Contest Training

You need to continue lifting weights to send the signal that your body must hold onto that muscle you've built. Keep lifting as you normally do. If you intentionally lift lighter weights, the muscles may adjust to the decreased stress put on them and be more likely to lose size, especially since you’ll be at a calorie deficit. The goal in contest dieting is to lose fat and retain muscle. Definition comes from lowering overall body fat so there’s less of it between the skin and muscle. You don’t really want the muscle to change when dieting, you want it to be shown more clearly, and that happens as fat is burned and skin is closer to the muscle showing more lines (less cushioning masking lines, cushioning meaning fat). You can add some cardio to your exercise program to help with the burning of fat. Cardiovascular exercise burns additional calories, and continues burning fat long after the cardio session has been completed. As the weeks go by, you can increase the cardio session’s length, if needed, to continue losing 1-2 pounds per week. Fitness and figure competitors (or women competitors in general) may need to do more cardio than a male bodybuilder due to slower metabolisms, in part from female genetics and in part from not carrying as much muscle mass as a male bodybuilder.

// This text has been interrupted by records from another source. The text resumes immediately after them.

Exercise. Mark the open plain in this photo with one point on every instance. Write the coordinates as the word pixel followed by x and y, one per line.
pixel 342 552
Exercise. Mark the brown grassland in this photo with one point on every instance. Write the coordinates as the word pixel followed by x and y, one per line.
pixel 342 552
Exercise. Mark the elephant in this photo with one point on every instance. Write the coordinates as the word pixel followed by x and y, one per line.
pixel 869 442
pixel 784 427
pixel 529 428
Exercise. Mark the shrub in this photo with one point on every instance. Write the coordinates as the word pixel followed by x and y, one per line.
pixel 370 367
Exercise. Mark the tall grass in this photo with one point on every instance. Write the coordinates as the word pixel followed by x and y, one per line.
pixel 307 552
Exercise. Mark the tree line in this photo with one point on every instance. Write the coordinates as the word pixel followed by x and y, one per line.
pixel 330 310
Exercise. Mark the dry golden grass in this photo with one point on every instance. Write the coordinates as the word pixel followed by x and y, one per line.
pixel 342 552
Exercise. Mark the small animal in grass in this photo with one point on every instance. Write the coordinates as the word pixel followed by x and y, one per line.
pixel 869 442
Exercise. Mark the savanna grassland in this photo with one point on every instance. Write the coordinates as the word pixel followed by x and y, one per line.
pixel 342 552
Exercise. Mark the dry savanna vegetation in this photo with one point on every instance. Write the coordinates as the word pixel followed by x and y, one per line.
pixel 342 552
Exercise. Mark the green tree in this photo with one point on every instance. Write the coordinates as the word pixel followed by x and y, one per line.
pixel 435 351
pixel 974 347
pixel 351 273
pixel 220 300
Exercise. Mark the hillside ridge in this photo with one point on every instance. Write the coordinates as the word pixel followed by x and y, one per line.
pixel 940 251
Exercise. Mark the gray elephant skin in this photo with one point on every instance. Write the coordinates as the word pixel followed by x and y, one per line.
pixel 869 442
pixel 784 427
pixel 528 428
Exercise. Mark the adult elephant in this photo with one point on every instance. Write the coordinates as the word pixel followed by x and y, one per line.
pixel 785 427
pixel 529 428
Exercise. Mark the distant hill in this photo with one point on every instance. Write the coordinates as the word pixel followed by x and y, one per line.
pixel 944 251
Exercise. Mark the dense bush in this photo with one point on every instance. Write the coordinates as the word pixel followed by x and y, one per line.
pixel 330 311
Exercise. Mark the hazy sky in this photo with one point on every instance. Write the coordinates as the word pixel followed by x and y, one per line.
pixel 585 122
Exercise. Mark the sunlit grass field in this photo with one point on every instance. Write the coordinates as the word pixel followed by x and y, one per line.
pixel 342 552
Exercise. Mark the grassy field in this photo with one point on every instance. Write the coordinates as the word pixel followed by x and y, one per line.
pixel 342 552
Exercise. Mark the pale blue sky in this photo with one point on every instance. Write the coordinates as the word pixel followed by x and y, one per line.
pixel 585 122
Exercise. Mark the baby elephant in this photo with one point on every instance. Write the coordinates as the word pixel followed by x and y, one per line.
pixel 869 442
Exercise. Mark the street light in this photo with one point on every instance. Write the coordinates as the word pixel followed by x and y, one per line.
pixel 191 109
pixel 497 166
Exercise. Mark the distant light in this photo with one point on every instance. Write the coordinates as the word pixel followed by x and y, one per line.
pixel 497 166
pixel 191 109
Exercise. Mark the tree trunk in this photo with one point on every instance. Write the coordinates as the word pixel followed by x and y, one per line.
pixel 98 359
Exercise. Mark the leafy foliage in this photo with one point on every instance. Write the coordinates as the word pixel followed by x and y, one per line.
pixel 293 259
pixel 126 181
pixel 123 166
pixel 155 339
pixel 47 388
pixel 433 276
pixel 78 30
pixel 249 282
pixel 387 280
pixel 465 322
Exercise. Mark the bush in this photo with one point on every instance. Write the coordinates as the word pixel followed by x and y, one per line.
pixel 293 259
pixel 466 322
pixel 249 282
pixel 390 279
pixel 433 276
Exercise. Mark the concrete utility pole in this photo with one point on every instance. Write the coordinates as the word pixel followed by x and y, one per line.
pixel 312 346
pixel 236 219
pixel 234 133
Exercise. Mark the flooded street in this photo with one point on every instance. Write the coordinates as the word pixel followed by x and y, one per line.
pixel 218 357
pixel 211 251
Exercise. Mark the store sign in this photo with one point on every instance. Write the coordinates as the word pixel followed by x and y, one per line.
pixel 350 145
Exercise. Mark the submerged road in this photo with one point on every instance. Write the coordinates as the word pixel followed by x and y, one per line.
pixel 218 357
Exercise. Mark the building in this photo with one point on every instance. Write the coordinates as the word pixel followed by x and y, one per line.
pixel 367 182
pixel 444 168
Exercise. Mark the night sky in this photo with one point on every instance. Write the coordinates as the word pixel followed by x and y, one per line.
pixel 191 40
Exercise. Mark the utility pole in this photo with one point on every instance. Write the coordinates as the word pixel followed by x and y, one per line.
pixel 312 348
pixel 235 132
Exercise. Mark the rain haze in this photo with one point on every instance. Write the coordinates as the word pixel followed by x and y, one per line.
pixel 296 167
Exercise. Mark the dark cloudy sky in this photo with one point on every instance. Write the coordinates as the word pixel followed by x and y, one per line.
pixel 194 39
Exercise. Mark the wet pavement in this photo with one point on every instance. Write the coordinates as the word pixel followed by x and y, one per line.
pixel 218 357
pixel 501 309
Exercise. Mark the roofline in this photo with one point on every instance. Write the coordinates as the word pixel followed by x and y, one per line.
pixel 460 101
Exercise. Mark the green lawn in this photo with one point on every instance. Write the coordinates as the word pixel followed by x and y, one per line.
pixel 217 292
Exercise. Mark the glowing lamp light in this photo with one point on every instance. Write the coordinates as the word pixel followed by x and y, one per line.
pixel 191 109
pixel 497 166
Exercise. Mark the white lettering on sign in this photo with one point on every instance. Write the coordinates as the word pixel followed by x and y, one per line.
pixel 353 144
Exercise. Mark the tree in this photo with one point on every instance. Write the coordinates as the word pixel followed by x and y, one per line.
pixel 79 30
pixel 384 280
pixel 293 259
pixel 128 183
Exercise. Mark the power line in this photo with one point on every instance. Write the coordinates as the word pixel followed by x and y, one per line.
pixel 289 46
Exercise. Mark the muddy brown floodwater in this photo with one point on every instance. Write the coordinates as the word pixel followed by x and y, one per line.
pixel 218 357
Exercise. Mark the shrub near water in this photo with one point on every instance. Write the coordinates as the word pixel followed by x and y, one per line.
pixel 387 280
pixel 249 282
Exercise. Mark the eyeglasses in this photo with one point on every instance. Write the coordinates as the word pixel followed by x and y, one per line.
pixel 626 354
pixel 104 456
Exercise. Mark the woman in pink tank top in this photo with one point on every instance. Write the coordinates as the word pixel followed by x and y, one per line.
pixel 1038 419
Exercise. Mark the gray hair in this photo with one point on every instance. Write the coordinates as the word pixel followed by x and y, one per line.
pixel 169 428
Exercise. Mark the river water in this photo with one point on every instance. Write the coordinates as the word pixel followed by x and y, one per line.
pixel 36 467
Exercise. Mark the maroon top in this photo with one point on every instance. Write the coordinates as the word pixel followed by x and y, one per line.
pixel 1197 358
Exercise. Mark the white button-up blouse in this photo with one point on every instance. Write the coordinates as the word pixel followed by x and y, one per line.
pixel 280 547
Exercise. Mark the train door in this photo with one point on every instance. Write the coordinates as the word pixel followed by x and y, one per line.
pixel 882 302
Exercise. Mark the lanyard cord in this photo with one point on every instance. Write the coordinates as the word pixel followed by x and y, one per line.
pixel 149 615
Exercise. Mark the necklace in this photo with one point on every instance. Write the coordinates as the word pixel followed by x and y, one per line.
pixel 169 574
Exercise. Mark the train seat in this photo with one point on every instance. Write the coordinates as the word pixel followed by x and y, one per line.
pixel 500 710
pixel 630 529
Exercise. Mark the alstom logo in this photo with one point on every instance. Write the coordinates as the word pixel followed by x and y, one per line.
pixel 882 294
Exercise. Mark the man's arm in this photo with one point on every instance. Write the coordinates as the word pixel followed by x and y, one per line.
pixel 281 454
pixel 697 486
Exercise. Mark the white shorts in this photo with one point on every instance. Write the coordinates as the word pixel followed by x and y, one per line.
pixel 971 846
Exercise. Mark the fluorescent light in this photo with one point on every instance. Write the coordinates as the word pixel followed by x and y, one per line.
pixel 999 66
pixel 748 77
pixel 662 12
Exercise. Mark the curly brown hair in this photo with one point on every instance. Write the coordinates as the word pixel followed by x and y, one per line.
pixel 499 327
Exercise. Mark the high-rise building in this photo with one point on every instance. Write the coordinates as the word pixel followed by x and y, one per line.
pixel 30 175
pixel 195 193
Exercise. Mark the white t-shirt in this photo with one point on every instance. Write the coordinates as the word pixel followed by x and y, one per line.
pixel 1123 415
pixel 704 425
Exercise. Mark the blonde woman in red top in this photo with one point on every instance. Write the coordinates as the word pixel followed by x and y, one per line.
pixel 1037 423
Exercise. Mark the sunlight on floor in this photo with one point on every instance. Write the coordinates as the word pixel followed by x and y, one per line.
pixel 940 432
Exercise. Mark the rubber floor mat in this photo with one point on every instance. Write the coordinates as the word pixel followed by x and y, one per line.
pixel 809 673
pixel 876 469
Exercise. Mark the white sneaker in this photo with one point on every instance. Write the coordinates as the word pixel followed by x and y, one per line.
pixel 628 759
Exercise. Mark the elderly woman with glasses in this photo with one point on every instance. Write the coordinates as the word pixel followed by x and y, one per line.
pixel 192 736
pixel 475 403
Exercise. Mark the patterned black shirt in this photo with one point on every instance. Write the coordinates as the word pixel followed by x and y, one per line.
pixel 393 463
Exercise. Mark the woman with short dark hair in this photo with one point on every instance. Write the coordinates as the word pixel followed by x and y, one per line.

Just beware when dieting that you don’t overdo it. If you do too much exercise without taking in enough fuel (food) your body can actually work against you. It can go into starvation mode and fight to hold onto fat instead of burning it for energy. You have to keep a slight negative caloric balance, not an excessive one. Symptoms of over dieting/exercising are your legs starting to feel heavy when you walk, energy becoming drastically low for longer than a few hours (like for days), strength while working out goes down drastically, and metabolism slowing down (less frequent bowel movements). If these things happen, you’re not burning fat as efficiently as you could be, and trying to diet and train becomes harder!